= The Legion of the Damned (novel) =

Novel by Sven Hassel

First edition (publ. Grafisk)

Legion of the Damned (original Danish title: Fordømtes Legion) is the first in a series of fourteen World War II novels by Danish-born author Sven Hassel. The book covers a chronological period of a number of years, starting with the protagonist's arrest and time in German concentration camps, and ending with his being an officer and company commander on the Russian front. All of Sven Hassel's subsequent war stories, from a chronological point of view, fill in details omitted by this book.
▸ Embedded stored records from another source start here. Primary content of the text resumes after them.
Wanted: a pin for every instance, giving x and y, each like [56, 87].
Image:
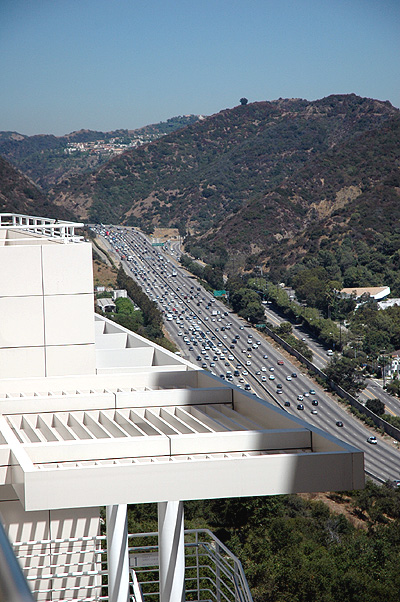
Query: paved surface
[211, 336]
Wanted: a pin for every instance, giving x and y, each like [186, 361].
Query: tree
[345, 372]
[376, 406]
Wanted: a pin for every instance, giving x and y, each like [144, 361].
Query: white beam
[171, 546]
[117, 553]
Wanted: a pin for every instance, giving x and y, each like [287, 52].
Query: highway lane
[200, 332]
[320, 359]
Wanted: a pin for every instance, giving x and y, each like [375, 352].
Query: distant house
[117, 294]
[375, 292]
[106, 304]
[365, 293]
[388, 303]
[393, 368]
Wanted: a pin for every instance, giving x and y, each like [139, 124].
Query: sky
[108, 64]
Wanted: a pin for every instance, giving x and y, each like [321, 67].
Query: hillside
[343, 205]
[198, 177]
[48, 159]
[19, 195]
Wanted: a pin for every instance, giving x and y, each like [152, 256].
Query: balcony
[212, 572]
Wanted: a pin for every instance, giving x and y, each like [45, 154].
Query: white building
[93, 415]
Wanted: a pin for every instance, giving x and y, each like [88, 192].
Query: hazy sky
[108, 64]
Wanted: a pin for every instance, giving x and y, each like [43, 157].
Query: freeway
[213, 338]
[374, 389]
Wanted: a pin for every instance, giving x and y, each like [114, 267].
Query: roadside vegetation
[295, 549]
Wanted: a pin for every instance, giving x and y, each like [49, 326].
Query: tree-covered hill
[19, 195]
[199, 176]
[48, 159]
[340, 211]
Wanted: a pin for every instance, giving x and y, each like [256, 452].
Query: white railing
[42, 226]
[78, 569]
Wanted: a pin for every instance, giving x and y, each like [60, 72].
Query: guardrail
[13, 585]
[78, 569]
[378, 421]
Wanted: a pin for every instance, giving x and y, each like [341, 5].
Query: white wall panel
[67, 269]
[31, 358]
[69, 319]
[21, 321]
[20, 272]
[70, 359]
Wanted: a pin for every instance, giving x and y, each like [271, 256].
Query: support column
[117, 553]
[171, 547]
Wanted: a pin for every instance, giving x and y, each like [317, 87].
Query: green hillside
[19, 195]
[200, 176]
[48, 159]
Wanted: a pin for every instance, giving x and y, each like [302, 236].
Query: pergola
[103, 417]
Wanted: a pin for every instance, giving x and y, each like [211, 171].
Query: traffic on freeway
[213, 338]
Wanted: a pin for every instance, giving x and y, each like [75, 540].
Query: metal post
[117, 553]
[217, 574]
[171, 546]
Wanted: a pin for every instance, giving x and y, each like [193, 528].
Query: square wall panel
[69, 319]
[21, 323]
[70, 359]
[20, 271]
[67, 268]
[22, 362]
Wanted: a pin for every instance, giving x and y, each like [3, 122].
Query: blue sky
[108, 64]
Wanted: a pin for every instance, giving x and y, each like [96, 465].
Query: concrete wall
[46, 305]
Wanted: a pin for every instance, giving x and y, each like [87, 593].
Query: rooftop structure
[375, 292]
[93, 415]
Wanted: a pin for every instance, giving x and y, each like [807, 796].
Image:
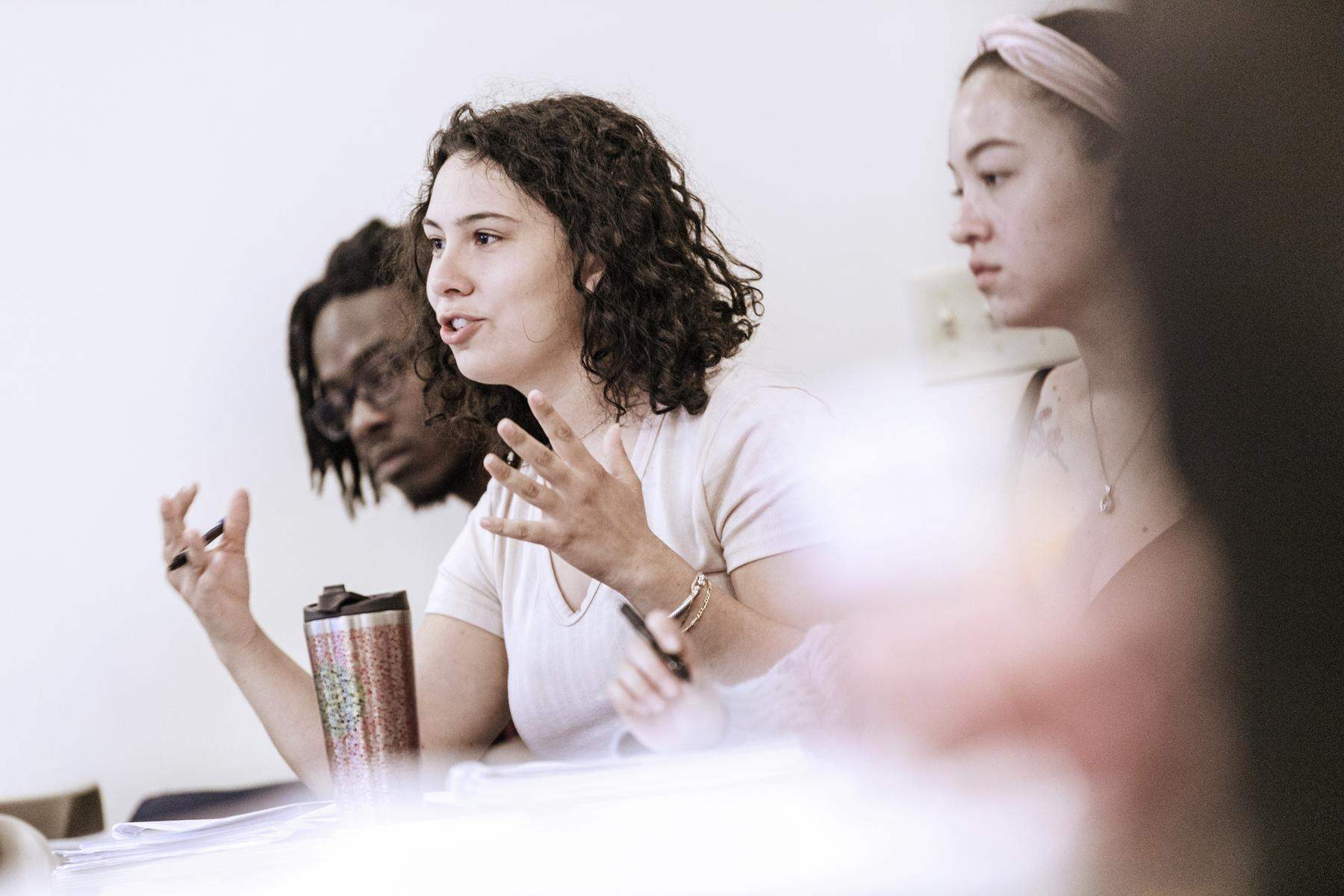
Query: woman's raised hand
[214, 583]
[663, 712]
[591, 516]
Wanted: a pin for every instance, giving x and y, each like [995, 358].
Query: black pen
[211, 534]
[675, 664]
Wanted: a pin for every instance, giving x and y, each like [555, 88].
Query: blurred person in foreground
[1238, 218]
[1097, 629]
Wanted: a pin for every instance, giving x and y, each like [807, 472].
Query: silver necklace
[1108, 497]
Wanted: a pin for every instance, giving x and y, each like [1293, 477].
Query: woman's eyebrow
[483, 215]
[988, 144]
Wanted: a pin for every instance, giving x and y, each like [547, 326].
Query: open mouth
[457, 328]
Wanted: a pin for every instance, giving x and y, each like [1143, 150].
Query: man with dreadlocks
[361, 402]
[364, 417]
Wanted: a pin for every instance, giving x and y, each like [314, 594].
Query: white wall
[172, 173]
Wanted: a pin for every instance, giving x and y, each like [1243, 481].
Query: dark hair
[672, 302]
[1238, 214]
[363, 262]
[1112, 37]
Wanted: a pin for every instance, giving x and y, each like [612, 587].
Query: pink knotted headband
[1060, 65]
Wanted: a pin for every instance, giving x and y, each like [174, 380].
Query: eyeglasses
[378, 382]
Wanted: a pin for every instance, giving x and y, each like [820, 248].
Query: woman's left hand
[591, 516]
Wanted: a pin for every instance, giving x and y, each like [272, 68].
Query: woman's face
[500, 281]
[1035, 213]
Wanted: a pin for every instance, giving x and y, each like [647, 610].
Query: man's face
[354, 334]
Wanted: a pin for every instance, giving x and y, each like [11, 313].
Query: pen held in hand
[675, 664]
[211, 534]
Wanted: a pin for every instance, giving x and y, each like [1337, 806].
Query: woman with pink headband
[1036, 140]
[1035, 144]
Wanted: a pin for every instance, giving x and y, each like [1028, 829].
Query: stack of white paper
[141, 841]
[476, 785]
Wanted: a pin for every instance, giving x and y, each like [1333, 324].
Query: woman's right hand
[663, 712]
[214, 583]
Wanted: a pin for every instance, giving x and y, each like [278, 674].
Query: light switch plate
[957, 340]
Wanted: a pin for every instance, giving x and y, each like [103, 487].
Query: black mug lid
[336, 601]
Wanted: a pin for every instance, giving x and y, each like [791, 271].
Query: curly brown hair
[672, 301]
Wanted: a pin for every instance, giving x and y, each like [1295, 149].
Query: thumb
[235, 523]
[617, 461]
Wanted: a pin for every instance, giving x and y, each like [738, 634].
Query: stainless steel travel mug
[364, 676]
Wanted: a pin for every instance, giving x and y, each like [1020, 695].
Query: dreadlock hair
[672, 302]
[356, 265]
[1107, 34]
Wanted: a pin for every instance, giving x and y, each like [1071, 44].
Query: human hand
[662, 711]
[214, 583]
[591, 516]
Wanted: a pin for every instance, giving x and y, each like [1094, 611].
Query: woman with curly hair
[591, 312]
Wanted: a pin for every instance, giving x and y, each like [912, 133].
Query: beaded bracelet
[709, 590]
[695, 591]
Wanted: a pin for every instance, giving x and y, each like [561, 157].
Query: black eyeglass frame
[378, 381]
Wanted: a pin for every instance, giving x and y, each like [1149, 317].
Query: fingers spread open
[522, 485]
[174, 509]
[235, 523]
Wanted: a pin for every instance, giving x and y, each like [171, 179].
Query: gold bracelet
[695, 591]
[709, 590]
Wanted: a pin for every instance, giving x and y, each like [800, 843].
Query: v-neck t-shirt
[722, 488]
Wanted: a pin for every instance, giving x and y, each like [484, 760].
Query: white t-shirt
[721, 488]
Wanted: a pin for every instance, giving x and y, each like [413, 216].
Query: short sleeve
[754, 473]
[464, 586]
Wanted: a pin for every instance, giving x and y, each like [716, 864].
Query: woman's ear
[593, 270]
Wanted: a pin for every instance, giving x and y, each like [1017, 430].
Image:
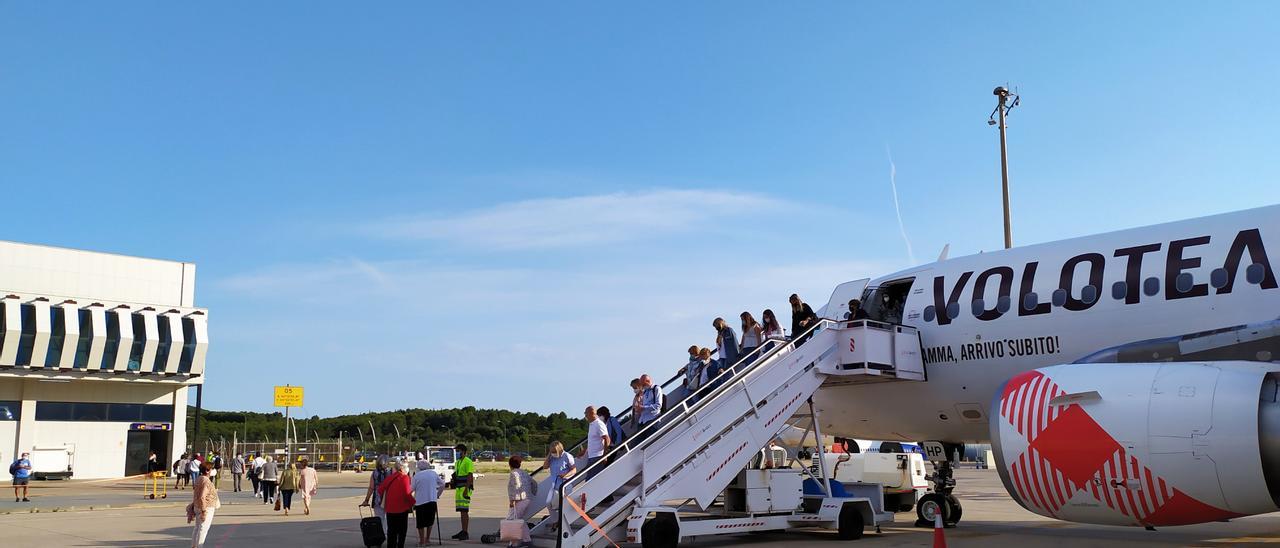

Published in 1953, the book provides an account of life as a German soldier on the Eastern Front during World War II. The book opens with the author being tried and convicted as a deserter, and as a result being sent to a concentration camp. He spends a number of months in camps, particularly at Gross Rosen and Lenggries, where he is involved in bomb disposal and also witnesses a number of atrocities committed by the SS guards, before abruptly being "pardoned" and dispatched to a penal combat unit. There, the author meets comrades Old Man or Old Un (real name Willy Beier), prankster Joseph Porta, the massive Pluto (real name Gustav Eicken), their highly abusive commander Meier, who they later take revenge on, and student Hugo Stege.

Legion of the Damned won critical acclaim across Europe and the United States and was translated into 15 languages. It has also been optioned for a film. The book is often cited as one of the best of Hassel's novels.